I have worked in surgery for 20 years. A few years ago I experienced what I thought was a calling to further my education and career in medicine. Somewhere along the way I found that quest unfulfilling. I knew I wanted to help people but started questioning the capacity in which I was supposed to do it. One day I came across an article about acupuncture and it peaked my interest. This interest turned into applying to an undergraduate program and a newfound zeal for Eastern medicine. I am currently studying Chinese medicine. This article is a very small glimpse into the world I found fascinating.
A professor of mine once said, “western medicine is excellent emergency medicine, but eastern medicine is great for chronic disease”. By definition Alternative Health is a range of medical therapies that are regarded as unorthodox by the medical profession. Such as herbalism, massage therapy, dietary changes, homeopathy, chiropractic, and acupuncture. Some people would also throw in lifestyles that involve meditation, essential oils, yoga, tai chi and at times spiritual healing. In principle, it is treating mind, body and spirit.
Western medicine is excellent emergency medicine, but eastern medicine is great for chronic disease.
So what is Eastern alternative Health Care? Alternative or integrative health is an approach to medicine that involves taking an active role in your health. Eastern medicine looks at each individual patient and treats them according to their whole body constitution and not just the symptoms they present. Licensed acupuncturist go through a rigorous program with more than 2500 hours of training, over 500 of those are in biomedical studies. There is a common misconception that very little training is needed to “insert needles” into patients. The truth is Chinese medicine has been around for over 3000 years because it works. It is in its own right a sophisticated and often misunderstood medicine. It is based on energy called Qi (pronounced chee) that flows within channels in the body. There are points in the body accessed with needles that improve the flow of this energy. If qi is flowing freely, organ systems work properly and health is maintained. However this is a very vague explanation and I’ve only scratched the surface of how acupuncture works.

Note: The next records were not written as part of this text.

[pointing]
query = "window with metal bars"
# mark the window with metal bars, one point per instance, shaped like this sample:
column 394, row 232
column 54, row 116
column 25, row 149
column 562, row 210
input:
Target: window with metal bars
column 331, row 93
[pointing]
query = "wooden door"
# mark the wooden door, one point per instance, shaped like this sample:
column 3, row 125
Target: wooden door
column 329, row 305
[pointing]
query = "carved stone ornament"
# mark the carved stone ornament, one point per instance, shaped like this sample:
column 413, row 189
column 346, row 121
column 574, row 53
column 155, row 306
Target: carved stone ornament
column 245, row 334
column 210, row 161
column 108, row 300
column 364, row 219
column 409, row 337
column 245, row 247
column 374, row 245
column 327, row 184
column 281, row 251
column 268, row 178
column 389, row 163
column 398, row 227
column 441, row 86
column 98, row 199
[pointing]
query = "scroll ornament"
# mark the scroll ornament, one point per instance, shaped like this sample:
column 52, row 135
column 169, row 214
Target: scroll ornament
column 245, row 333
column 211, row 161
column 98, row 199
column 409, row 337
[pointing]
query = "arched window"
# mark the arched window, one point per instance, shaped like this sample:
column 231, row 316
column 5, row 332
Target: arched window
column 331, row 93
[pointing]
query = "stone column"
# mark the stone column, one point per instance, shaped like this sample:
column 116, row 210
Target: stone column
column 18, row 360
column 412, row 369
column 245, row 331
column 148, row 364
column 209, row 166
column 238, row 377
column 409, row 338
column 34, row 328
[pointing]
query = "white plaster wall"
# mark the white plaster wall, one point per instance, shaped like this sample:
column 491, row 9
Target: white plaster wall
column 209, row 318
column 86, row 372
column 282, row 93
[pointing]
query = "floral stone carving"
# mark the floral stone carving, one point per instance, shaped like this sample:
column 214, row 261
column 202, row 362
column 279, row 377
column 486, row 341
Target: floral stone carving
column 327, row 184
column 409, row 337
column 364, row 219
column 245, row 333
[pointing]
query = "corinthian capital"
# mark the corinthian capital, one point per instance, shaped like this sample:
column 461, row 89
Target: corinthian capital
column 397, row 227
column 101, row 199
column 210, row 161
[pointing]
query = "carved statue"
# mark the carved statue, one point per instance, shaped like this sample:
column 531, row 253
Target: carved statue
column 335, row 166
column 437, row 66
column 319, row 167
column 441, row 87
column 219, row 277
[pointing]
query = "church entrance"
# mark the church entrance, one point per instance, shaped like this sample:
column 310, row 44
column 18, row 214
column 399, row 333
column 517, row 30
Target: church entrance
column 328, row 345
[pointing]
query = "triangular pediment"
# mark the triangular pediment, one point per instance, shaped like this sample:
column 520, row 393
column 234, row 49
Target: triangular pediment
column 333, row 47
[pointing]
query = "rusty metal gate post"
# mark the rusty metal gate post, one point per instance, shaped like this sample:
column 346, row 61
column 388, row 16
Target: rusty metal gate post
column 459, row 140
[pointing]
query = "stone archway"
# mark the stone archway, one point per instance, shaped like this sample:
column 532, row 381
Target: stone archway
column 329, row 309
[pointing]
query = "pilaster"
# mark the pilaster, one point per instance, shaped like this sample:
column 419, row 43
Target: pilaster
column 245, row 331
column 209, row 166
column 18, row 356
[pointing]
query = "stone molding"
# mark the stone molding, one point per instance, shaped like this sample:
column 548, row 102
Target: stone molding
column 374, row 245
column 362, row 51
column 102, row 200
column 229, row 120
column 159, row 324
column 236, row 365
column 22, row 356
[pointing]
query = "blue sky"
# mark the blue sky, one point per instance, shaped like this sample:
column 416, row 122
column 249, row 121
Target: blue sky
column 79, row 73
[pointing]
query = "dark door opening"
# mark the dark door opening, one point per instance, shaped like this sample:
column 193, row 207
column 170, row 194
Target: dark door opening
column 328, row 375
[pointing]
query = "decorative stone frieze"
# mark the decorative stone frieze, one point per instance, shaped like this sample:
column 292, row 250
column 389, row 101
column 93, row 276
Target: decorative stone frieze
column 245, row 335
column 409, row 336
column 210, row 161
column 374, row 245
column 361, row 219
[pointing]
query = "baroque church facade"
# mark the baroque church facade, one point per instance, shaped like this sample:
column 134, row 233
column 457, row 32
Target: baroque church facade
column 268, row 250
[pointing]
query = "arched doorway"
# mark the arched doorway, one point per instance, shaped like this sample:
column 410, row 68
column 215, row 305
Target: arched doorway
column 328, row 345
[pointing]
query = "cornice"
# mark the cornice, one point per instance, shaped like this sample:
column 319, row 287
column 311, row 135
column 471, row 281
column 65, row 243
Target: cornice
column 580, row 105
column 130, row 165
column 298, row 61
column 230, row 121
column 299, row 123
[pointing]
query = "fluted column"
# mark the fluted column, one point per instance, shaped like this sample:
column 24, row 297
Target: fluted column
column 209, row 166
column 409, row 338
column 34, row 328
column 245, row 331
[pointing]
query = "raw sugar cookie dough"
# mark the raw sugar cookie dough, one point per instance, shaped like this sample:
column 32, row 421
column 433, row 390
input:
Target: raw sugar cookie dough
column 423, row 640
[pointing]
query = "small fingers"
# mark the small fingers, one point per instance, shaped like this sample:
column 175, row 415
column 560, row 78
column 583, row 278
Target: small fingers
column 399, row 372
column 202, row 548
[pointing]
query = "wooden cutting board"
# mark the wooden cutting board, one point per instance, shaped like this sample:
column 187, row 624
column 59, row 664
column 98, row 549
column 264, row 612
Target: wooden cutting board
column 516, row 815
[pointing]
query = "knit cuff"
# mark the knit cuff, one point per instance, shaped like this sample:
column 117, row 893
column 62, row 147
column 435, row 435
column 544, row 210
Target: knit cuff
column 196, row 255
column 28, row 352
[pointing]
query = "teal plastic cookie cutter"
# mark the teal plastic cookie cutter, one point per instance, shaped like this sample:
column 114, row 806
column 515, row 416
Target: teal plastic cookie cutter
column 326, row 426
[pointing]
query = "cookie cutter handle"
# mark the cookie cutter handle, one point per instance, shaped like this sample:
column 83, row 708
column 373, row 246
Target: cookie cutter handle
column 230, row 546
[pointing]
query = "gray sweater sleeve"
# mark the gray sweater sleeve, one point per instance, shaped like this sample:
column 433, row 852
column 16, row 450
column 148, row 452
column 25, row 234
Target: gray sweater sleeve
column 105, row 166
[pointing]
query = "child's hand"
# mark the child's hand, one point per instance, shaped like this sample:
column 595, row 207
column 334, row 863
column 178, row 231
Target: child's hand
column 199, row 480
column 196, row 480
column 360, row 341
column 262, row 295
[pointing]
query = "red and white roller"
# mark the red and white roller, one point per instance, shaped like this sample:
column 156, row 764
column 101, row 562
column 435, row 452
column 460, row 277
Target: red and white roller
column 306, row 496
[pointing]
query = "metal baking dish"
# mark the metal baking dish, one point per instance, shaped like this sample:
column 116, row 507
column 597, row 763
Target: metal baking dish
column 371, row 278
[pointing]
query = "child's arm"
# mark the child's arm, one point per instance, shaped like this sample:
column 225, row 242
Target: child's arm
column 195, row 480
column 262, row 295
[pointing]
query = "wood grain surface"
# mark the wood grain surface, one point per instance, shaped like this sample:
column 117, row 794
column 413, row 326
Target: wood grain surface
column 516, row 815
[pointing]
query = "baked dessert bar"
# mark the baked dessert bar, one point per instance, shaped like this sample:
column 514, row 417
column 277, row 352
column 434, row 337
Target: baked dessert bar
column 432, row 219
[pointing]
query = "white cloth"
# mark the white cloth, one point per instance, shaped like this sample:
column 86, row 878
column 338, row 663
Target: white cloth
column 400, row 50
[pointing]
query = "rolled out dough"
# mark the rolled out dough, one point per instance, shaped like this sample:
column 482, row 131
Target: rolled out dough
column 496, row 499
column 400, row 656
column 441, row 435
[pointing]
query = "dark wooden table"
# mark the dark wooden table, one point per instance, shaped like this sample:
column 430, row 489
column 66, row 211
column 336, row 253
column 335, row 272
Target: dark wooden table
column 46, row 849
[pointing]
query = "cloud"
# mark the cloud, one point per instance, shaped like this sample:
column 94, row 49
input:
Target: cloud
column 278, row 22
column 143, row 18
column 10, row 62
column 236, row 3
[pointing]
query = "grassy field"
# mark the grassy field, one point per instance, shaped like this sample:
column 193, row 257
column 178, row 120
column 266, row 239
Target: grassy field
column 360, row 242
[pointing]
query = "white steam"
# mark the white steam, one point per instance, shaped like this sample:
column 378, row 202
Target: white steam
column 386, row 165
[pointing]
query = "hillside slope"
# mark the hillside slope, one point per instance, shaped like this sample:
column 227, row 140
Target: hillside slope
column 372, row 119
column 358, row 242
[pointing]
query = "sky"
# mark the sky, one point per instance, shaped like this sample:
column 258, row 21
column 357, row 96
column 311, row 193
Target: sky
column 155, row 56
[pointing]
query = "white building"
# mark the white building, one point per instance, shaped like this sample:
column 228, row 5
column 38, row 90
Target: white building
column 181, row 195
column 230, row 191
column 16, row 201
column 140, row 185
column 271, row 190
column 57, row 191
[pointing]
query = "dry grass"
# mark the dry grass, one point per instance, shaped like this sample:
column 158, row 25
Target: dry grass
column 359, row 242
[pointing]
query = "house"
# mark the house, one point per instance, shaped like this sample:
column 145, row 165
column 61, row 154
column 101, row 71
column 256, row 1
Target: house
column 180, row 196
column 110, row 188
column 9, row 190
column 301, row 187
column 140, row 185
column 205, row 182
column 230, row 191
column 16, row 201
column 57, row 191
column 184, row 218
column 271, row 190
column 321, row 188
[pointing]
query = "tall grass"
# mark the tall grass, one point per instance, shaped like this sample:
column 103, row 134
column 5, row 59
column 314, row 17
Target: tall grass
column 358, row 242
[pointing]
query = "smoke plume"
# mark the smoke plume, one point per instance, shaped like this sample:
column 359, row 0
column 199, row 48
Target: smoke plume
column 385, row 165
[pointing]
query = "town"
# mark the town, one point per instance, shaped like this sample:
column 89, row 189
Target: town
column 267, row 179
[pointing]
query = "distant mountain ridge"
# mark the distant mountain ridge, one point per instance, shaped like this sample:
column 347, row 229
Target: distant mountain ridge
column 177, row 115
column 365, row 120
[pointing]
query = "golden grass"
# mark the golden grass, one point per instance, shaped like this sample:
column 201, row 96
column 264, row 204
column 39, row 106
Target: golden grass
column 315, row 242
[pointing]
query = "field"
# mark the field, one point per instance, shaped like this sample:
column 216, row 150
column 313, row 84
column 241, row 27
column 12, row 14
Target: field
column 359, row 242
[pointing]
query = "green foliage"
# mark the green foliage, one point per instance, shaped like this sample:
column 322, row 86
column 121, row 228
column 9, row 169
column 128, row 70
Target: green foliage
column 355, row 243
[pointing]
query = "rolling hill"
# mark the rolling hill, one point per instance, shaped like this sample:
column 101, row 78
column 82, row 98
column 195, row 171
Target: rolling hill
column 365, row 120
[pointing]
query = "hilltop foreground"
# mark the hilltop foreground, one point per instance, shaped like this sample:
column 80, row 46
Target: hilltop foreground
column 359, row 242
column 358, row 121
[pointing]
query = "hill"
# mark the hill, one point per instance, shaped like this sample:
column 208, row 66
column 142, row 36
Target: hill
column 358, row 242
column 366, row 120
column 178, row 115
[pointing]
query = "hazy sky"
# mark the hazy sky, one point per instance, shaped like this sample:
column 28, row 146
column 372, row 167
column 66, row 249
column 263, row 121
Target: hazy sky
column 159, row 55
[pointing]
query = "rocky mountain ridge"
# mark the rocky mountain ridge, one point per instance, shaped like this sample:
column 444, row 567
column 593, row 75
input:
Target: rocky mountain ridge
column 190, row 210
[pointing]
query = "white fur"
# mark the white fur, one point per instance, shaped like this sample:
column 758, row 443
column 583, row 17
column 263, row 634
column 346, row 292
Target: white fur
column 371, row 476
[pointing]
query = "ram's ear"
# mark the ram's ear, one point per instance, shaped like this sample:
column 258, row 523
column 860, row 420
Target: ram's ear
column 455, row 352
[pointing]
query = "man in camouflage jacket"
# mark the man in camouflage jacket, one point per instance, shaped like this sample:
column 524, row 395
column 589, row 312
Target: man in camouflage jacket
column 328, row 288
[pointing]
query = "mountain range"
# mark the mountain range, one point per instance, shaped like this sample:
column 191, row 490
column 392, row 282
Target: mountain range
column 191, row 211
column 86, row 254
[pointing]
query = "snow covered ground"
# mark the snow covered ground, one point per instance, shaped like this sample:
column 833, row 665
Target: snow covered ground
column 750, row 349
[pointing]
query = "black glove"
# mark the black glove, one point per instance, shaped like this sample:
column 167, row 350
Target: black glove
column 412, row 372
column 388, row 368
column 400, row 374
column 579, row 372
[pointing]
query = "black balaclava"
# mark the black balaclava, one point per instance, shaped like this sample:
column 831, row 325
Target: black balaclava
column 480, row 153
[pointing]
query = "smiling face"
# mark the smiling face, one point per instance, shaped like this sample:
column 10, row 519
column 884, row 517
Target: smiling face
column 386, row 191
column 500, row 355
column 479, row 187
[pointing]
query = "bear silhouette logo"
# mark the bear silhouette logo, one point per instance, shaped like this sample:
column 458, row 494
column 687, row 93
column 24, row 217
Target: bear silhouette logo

So who benefits from eastern medicine? It is the person who has suffered from fibromyalgia and finally finding help in other sources besides conventional and expensive medication with harmful side effects. It is people who live with pain choosing to try something other than invasive procedures or pain medication. It is finding relief from anxiety or depression in an acupuncturist’s office. This same office helps others with common cold or allergies. There are cancer centers utilizing acupuncture alongside traditional treatments. From a patient’s perspective, acupuncture and integrative medicine is asking questions and seeking new information. It is having the option to work with both their primary doctor and a licensed integrative practitioner.
In the age of information technology more and more people are searching for different ways to take care of themselves. The high cost of medicine has only increased interest in other healing modalities. These medical practices are generally not recognized by the medical community as standard or conventional medical approaches, and integrative medicine is usually viewed as quackery. I believe you can have both. It doesn’t have be one or the other. My hope is that the medical community will stop discrediting integrative medicine and give their patients the option to make an informed decision about their health. I’ve spent 20 years of my life working in conventional western medicine. I know it can be beneficial. I have also seen alternative medicine like acupuncture or herbs work wonders on people’s illnesses that western doctors found perplexing. I have seen women that were told they couldn’t have children finally conceive after a few visits to a licensed acupuncturist. I’ve seen people with schizophrenia function without medication, or children with ADHD have no symptoms after months of acupuncture treatment. Integrative medicine is meant to accompany, not replace, standard medical practices. Done correctly, sought out carefully and diligently, intergraded healing modalities can be very beneficial. The key is to empower patients to do the research, to ask questions and to seek the advice and counsel from their regular Doctor. I’m looking forward to the future of medicine and integrating alternative healing into conventional healthcare.